Parmi les ministres sortis du gouvernement le 02 octobre 2015, aucun n’est autant attendu en prison qu’Essimi Menye. Si l’on s’en tient à la sentence avant jugement véhiculée dans des journaux dont la proximité avec des « donneurs d’ordre » crève l’œil, l’une des deux affaires qui vaut des déboires judiciaires à l’ex-ministre de l’Agriculture et du Développement rural (Minader), porte sur la liquidation de la défunte Société camerounaise des tabacs (SCT) ; entreprise d’économie mixte admise en procédure de privatisation/liquidation le 17 Juillet 1994.
Il a fait l’objet de deux auditions par les enquêteurs du tribunal criminel spécial (TCS) dans un bureau du ministère de la Justice, les 13 et 27 janvier 2015, alors même qu’il est encore aux affaires. Pour l’instant, le dossier demeure au stade de l’instruction.
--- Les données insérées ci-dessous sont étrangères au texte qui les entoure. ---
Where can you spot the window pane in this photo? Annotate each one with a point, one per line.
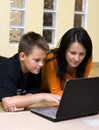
(78, 5)
(17, 3)
(48, 19)
(77, 20)
(15, 35)
(48, 4)
(16, 18)
(48, 35)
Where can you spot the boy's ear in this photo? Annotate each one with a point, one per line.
(21, 55)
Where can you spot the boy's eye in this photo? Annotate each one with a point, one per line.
(37, 60)
(73, 53)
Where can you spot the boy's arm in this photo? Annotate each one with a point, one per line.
(18, 103)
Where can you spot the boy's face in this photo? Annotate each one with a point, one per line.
(34, 61)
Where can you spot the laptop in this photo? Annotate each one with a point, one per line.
(80, 98)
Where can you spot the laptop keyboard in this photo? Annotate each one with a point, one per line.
(49, 111)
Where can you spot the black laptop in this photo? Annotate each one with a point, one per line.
(80, 98)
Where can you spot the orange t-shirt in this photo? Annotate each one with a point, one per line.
(50, 81)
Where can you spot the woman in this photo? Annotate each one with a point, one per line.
(72, 59)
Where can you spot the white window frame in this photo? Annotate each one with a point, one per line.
(53, 28)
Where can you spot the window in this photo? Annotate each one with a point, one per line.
(80, 14)
(49, 20)
(17, 20)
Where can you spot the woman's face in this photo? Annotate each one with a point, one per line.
(34, 61)
(75, 54)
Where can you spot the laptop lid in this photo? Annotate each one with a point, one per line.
(80, 98)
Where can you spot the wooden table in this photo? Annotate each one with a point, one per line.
(26, 120)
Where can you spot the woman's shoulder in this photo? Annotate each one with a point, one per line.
(50, 56)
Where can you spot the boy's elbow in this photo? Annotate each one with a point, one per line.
(5, 103)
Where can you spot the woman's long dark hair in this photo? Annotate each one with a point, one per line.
(75, 34)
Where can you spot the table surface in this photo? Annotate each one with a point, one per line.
(26, 120)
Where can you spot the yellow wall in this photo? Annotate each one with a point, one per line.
(34, 22)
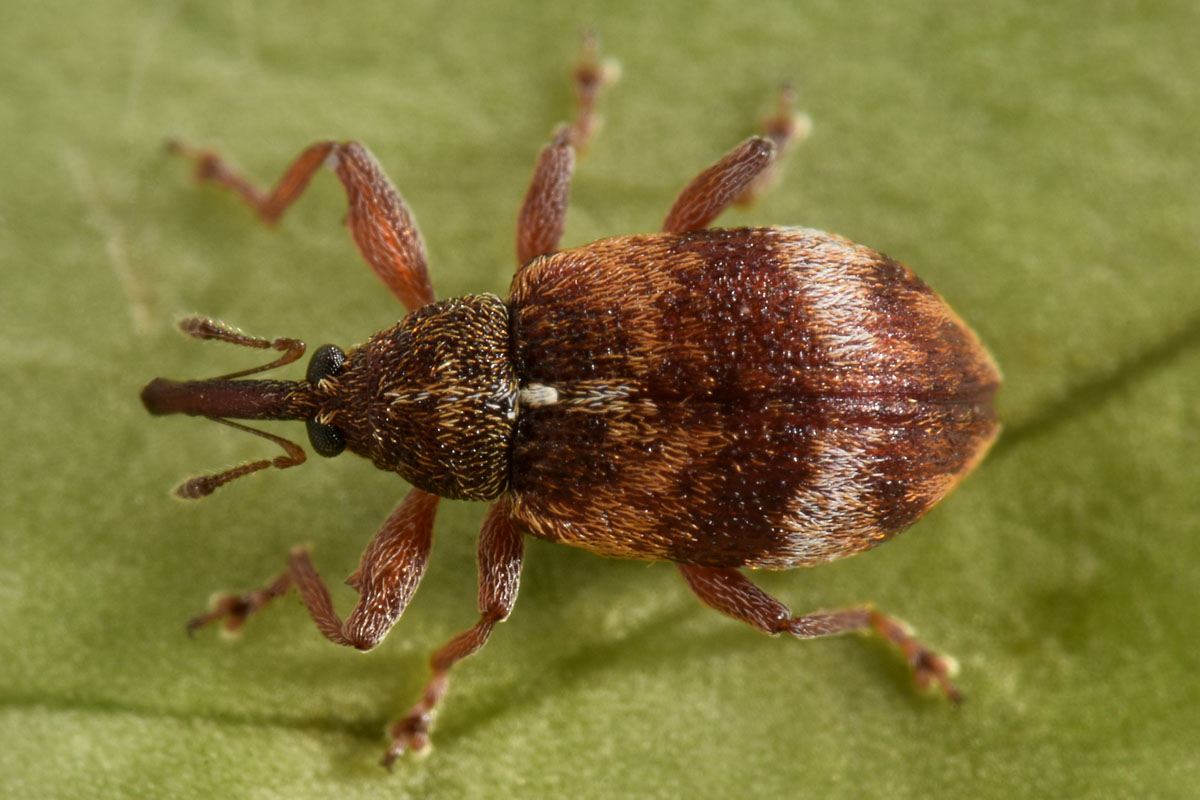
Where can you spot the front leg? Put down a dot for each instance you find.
(731, 593)
(387, 578)
(501, 549)
(379, 220)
Mais la saga judiciaire d’Essimi Menye promet plus que des rebondissements. « La surenchère et le grossissement des traits dans l’exposition de certains éléments de l’affaire Essimi Menye procèdent des faits intentionnels de manipulation et d’instrumentalisation de l’appareil répressif de l’Etat pour assouvir les ambitions de certains réseaux engagés dans la bataille de contrôle de ce qu’ils désignent « l’après Biya » » observent les services spécialisés dans une synthèse globalement consacrée aux lendemains du réaménagement gouvernemental du 02 octobre 2015.
A en croire ces fins limiers, tout en se gardant d’obstruer « l’évolution normale » des affaires pendantes devant les juridictions contre certains dignitaires de son régime, le président de la République a pris soin d’initier des enquêtes pour démêler les ressorts de certaines affaires. Il en ressort que l’affaire SCT recèlerait des risques de déstabilisation. « Ils vont se servir jusqu’au bout du cas Essimi Menye comme écran de fumée afin de déstabiliser le moment venu certaines personnalités, acteurs clés de l’appareil sécuritaire et de Défense du pays. Il n’échappe à personne que certains hommes de confiance du chef de l’Etat qu’on finira un jour par discréditer et impliquer dans des scandales de toute sorte, sont des acquéreurs réguliers de terres arables et autres biens immobiliers du patrimoine de la liquidation de cette société. Il y a même des groupes de pression, des ONG aux ordres qui vont prendre le relais pour proférer des accusations de biens mal acquis contre eux, et donc contre le président de la République » explique une source sécuritaire. Dans le viseur de la machination apparaissent les officiers généraux Fouda Joseph et Ivo Desancio, ainsi que le secrétaire d’Etat à la Défense en charge de la Gendarmerie, Jean Baptiste Bokam.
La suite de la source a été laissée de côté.